Hi , My name is Maurice from New Brunswick Canada. I have an apron from a Logan Model 1917 with a LA-67 clutch assembly. I`m trying to adjust it but seem not to have much luck. This Apron belong to a retired machinist and I would like to help him if I could .This guy contribute a lot to the trade and at 85 year old it`s the least we could do to help him fix his lathe. thanks for the help


----------



## Uglydog (Oct 6, 2014)

Maurice said:


> Hi , My name is Maurice from New Brunswick Canada. I have an apron from a Logan Model 1917 with a LA-67 clutch assembly. I`m trying to adjust it but seem not to have much luck.

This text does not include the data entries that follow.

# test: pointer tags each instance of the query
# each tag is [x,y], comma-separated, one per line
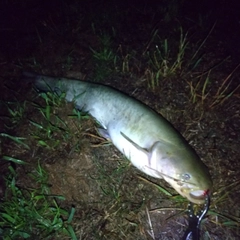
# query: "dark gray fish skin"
[145,137]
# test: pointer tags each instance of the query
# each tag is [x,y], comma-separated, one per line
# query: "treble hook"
[195,220]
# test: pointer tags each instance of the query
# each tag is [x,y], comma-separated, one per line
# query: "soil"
[114,200]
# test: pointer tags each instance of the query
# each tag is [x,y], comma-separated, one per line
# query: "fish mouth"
[197,196]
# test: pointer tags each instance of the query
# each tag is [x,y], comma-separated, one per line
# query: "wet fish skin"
[145,137]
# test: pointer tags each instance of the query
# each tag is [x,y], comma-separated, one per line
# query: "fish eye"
[186,176]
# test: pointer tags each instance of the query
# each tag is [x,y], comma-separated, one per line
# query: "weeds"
[53,123]
[203,91]
[29,213]
[161,62]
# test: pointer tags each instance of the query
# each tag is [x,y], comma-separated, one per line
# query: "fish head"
[182,169]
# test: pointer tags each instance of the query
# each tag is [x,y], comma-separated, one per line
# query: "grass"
[164,61]
[118,203]
[207,95]
[29,213]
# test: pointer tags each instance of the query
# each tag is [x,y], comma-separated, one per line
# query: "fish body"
[145,137]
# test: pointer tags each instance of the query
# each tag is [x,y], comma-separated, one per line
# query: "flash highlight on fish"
[145,137]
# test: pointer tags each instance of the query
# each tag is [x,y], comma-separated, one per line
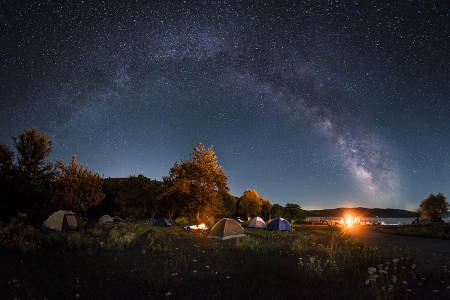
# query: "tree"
[77,187]
[34,173]
[200,178]
[6,177]
[434,207]
[228,201]
[266,208]
[136,197]
[293,212]
[277,211]
[249,205]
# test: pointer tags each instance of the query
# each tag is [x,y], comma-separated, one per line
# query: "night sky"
[322,103]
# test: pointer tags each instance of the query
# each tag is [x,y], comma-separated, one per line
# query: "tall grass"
[136,260]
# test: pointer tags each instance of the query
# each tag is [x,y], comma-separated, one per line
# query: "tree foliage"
[249,204]
[137,197]
[6,180]
[266,208]
[433,207]
[198,180]
[228,208]
[77,187]
[34,172]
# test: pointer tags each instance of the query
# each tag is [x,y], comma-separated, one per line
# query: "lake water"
[385,221]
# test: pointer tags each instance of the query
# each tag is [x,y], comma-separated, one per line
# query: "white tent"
[257,222]
[63,220]
[105,219]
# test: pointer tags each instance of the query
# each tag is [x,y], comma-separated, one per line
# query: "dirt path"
[385,241]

This Apron belong to a retired machinist and I would like to help him if I could .This guy contribute a lot to the trade and at 85 year old it`s the least we could do to help him fix his lathe. thanks for the help



Consider checking out the Logan Owners Yahoo Group.
Likely one of the many members there has already solved the problem.
Alternatively, Scott Logan is available at: http://www.lathe.com/

Daryl
MN


----------



## Maurice (Oct 8, 2014)

Hi Daryl;
thanks for the tip .I contacted the company and they were very helpful. I'm going to try a few thins but it look like we might have to buy a few parts
Maurice


----------



## Chip_per (Apr 14, 2015)

I would give you a help someday I'm not all that far from you


----------